Re: [Question]: BPF_CGROUP_{GET,SET}SOCKOPT handling when optlen > PAGE_SIZE

Martin KaFai Lau <martin.lau@xxxxxxxxx> · Thu, 27 Oct 2022 10:28:52 -0700

On 10/27/22 9:23 AM, Stanislav Fomichev wrote:
On Wed, Oct 26, 2022 at 11:15 PM Martin KaFai Lau <martin.lau@xxxxxxxxx> wrote:

On 10/26/22 7:03 PM, Stanislav Fomichev wrote:
On Wed, Oct 26, 2022 at 6:14 PM Martin KaFai Lau <martin.lau@xxxxxxxxx> wrote:

The cgroup-bpf {get,set}sockopt prog is useful to change the optname behavior.
The bpf prog usually just handles a few specific optnames and ignores most
others.  For the optnames that it ignores, it usually does not need to change
the optlen.  The exception is when optlen > PAGE_SIZE (or optval_end - optval).
The bpf prog needs to set the optlen to 0 for this case or else the kernel will
return -EFAULT to the userspace.  It is usually not what the bpf prog wants
because the bpf prog only expects error returning to userspace when it has
explicitly 'return 0;' or used bpf_set_retval().  If a bpf prog always changes
optlen for optnames that it does not care to 0,  it may risk if the latter bpf
prog in the same cgroup may want to change/look-at it.

Would like to explore if there is an easier way for the bpf prog to handle it.
eg. does it make sense to track if the bpf prog has changed the ctx->optlen
before returning -EFAULT to the user space when ctx.optlen > max_optlen?

Good point on chaining being broken because of this requirement :-/

With tracking, we need to be careful, because the following situation
might be problematic:
Suppose setsockopt is larger than 4k, the program can rewrite some
byte in the first 4k, not touch optlen and expect this to work.

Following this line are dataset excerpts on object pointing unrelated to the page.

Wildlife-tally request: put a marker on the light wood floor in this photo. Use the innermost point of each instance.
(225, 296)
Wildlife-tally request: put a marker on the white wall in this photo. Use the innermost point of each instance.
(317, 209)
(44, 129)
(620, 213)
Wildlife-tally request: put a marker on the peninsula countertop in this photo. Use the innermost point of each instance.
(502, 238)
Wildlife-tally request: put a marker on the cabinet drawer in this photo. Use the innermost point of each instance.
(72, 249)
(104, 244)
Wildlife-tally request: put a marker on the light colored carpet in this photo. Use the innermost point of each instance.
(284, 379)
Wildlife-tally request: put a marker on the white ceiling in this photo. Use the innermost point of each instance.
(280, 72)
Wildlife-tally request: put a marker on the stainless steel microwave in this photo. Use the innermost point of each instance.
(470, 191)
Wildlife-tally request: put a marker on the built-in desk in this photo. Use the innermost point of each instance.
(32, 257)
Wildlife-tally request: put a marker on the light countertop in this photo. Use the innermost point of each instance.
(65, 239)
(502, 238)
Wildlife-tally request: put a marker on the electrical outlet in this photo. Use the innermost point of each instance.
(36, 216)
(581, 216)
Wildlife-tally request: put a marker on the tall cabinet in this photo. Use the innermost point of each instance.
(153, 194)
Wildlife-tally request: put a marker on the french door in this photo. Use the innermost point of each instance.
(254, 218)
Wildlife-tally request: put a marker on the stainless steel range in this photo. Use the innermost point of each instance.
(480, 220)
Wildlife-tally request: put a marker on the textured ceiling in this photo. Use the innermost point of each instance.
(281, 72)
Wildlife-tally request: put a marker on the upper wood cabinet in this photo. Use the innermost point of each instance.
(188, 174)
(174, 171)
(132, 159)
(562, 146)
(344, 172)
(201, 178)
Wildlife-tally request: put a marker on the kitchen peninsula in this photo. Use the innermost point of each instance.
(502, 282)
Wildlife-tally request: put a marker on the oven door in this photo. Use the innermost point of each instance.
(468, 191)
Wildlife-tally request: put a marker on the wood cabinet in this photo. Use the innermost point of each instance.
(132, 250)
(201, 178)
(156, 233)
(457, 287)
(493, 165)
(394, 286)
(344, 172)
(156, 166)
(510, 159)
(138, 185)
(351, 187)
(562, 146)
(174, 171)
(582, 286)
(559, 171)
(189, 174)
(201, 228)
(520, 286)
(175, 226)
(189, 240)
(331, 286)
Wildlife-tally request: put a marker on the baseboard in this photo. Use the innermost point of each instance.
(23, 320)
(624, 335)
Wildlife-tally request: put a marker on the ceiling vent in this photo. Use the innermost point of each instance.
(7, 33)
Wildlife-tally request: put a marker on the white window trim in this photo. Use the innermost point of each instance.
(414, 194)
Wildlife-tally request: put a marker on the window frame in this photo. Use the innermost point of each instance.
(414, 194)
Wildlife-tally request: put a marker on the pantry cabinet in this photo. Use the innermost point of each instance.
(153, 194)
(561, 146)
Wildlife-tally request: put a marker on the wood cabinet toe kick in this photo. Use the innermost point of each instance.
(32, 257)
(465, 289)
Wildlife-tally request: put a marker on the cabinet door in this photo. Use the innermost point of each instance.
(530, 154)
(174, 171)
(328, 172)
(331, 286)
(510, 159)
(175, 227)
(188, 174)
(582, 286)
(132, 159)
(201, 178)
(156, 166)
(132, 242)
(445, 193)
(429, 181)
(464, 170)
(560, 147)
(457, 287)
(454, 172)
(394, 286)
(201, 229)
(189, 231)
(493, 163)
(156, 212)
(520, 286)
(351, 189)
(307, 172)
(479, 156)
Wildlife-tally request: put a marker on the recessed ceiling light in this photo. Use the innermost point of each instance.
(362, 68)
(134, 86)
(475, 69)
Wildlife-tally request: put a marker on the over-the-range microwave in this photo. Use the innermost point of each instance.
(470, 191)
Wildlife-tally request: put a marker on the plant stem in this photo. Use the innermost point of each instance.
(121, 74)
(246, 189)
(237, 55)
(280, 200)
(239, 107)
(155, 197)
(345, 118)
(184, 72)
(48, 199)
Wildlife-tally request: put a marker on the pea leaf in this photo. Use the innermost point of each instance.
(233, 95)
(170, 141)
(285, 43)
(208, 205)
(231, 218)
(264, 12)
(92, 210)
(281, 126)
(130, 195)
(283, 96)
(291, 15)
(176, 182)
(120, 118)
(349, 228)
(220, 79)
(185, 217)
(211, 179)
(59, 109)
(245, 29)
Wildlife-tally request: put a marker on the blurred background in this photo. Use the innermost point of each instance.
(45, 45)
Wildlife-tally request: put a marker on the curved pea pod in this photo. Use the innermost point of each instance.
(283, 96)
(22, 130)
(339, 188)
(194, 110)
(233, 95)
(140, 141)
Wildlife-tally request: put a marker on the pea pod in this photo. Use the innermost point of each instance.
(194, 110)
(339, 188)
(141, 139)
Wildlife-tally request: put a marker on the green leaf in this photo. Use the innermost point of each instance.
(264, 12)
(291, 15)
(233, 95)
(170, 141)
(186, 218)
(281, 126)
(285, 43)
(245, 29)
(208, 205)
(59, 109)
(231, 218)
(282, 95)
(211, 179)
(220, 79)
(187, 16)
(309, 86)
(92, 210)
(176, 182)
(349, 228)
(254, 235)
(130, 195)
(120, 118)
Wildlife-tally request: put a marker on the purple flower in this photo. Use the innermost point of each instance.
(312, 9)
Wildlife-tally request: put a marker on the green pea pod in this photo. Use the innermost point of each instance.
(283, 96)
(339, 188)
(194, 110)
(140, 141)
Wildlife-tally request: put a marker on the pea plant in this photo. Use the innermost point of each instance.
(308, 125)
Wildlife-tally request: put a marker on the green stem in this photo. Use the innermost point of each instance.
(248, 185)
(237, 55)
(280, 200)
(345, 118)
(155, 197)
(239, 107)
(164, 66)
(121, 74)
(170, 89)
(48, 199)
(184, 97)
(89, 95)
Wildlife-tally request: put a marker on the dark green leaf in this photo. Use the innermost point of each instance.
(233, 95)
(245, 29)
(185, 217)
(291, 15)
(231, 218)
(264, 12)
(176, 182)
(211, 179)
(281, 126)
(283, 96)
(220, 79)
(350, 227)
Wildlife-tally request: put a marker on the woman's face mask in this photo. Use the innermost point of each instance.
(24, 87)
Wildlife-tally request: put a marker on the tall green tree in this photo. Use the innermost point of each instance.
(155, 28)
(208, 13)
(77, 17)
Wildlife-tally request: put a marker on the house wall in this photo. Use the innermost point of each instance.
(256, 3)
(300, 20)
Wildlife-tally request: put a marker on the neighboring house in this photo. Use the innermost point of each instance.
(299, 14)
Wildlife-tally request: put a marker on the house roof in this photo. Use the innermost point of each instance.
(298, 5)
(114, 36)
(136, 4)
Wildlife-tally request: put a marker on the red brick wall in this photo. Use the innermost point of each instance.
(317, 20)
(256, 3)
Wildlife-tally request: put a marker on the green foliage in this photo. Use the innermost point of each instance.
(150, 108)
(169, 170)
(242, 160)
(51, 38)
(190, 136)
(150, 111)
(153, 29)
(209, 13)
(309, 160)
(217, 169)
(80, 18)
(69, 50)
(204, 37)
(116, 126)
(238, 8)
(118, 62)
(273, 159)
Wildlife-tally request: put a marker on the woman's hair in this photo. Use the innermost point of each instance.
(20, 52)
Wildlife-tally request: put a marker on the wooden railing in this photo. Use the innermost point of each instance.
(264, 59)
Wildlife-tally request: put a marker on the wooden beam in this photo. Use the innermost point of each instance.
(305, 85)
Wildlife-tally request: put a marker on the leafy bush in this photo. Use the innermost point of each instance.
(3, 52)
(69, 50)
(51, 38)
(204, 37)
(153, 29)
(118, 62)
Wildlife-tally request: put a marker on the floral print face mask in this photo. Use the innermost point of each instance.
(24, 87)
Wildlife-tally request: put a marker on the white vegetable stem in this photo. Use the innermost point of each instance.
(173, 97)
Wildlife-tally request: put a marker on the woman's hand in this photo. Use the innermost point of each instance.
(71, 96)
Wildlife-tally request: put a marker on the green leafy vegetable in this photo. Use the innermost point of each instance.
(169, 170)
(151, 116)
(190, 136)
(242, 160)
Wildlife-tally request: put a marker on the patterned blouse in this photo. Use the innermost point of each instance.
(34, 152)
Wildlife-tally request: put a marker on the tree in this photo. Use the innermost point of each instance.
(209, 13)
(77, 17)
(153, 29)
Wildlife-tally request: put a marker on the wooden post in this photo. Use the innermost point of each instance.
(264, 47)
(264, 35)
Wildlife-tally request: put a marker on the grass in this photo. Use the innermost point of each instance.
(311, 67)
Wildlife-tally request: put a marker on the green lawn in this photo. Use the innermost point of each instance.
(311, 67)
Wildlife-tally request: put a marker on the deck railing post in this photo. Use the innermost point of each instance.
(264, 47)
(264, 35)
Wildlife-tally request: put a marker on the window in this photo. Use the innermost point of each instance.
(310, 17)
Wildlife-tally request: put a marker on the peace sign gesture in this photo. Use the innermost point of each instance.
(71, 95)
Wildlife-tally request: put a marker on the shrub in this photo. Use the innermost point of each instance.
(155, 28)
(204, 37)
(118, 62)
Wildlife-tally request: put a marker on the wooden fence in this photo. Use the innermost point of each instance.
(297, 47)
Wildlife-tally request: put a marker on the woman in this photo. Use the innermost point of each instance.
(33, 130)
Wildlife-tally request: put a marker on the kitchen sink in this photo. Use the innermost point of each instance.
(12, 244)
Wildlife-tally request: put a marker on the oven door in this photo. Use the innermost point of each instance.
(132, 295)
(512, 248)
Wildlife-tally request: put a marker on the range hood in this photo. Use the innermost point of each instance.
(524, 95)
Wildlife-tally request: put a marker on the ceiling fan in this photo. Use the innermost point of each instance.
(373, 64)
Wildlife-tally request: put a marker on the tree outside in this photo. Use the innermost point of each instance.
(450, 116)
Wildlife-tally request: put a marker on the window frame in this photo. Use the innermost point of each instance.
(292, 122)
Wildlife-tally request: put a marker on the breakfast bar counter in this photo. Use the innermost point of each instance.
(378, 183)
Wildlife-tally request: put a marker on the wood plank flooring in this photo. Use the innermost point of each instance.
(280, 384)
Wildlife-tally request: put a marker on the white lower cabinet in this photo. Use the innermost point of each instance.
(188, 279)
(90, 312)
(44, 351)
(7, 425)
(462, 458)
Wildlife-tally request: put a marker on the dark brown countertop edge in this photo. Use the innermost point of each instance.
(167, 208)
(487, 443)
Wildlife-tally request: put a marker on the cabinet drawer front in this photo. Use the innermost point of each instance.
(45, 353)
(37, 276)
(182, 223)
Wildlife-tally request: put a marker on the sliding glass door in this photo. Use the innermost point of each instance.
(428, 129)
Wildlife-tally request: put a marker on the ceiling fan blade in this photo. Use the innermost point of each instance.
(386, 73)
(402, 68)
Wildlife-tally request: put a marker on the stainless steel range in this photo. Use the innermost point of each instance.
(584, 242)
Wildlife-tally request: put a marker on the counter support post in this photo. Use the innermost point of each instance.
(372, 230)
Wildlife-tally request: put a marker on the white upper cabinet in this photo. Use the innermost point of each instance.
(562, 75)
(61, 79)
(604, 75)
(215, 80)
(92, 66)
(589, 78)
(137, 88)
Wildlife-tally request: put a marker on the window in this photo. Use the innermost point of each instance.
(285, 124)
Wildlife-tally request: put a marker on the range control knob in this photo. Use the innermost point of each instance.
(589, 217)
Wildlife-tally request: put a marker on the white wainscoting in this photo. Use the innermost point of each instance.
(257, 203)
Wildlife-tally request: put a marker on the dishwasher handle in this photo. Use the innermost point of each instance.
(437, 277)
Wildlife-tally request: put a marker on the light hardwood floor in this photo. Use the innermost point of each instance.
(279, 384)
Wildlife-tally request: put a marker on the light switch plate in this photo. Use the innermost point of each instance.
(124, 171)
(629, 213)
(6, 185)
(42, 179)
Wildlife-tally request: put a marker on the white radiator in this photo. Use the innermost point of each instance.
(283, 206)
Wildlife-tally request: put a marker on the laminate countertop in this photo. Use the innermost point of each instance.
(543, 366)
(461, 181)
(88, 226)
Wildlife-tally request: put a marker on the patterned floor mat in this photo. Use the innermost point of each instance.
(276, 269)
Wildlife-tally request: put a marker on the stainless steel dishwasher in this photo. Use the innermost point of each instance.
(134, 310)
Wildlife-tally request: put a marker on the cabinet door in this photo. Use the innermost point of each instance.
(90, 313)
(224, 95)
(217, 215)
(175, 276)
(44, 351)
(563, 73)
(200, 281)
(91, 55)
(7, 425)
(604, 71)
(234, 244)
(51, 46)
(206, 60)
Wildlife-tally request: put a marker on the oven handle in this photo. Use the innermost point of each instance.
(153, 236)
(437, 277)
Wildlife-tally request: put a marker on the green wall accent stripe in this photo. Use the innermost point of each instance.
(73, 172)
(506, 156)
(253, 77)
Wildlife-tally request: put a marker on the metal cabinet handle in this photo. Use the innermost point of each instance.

If the bpf prog rewrites the first 4k, it must change the ctx.optlen to get it
work.  Otherwise, the kernel will return -EFAULT because the ctx.optlen is
larger than the max_optlen (or optval_end - optval).

Currently, optlen=0 explicitly means "ignore whatever is in the bpf
buffer and use the original one" > If we can have a tracking that catches situations like this - we
should be able to drop that optlen=0 requirement.
IIRC, that's the only tricky part.

Ah, I meant, in __cgroup_bpf_run_filter_setsockopt, use "!ctx.optlen_changed &&
ctx.optlen > max_optlen" test to imply "ignore whatever is in the bpf
buffer and use the original one".  Add 'bool optlen_changed' to 'struct
bpf_sockopt_kern' and set ctx.optlen_changed to true in
cg_sockopt_convert_ctx_access() whenever there is BPF_WRITE to ctx.optlen.
Would it work or may be I am still missing something in the writing first 4k
case above?

What if the program wants to keep optlen as is? Here is the
hypothetical case: ctx->optlen is 8k, we allocate/expose only the
first 4k, the program does ctx->optval[0] = 0xff and doesn't change
the optlen. It wants the rest of the payload to be passed as is with
only the first byte changed.

I think we are talking about the same case but we may have different 
understanding on how the current __cgroup_bpf_run_filter_setsockopt() is 
handling it.

I don't see the current kernel supports this now.  If the bpf prog does not 
change the ctx->optlen from 8k to something that is <= 4k, the kernel will just 
return -EFAULT in here, no?
	else if (ctx.optlen /* 8k */ > max_optlen /* 4k */ || ctx.optlen < -1) {
		/* optlen is out of bounds */
                ret = -EFAULT;
        }

or you meant the future change needs to consider this new case and also support 
gluing the first 4k (that was exposed to the bpf prog) with the second 4k (that 
was not exposed to the bpf prog)?

The condition "!ctx.optlen_changed && ctx.optlen > max_optlen" is
true, so, if we treat this as explicit optlen=0, we ignore the
program's changes.
But this is not what the program has intended, right? It wants to
amend something and pass the rest as is.

It seems like we need to have both optlen_changed and optval_changed.
If both are false, we should be able to safely do optlen=0 equivalent.
Tracking only optlen seems to be problematic?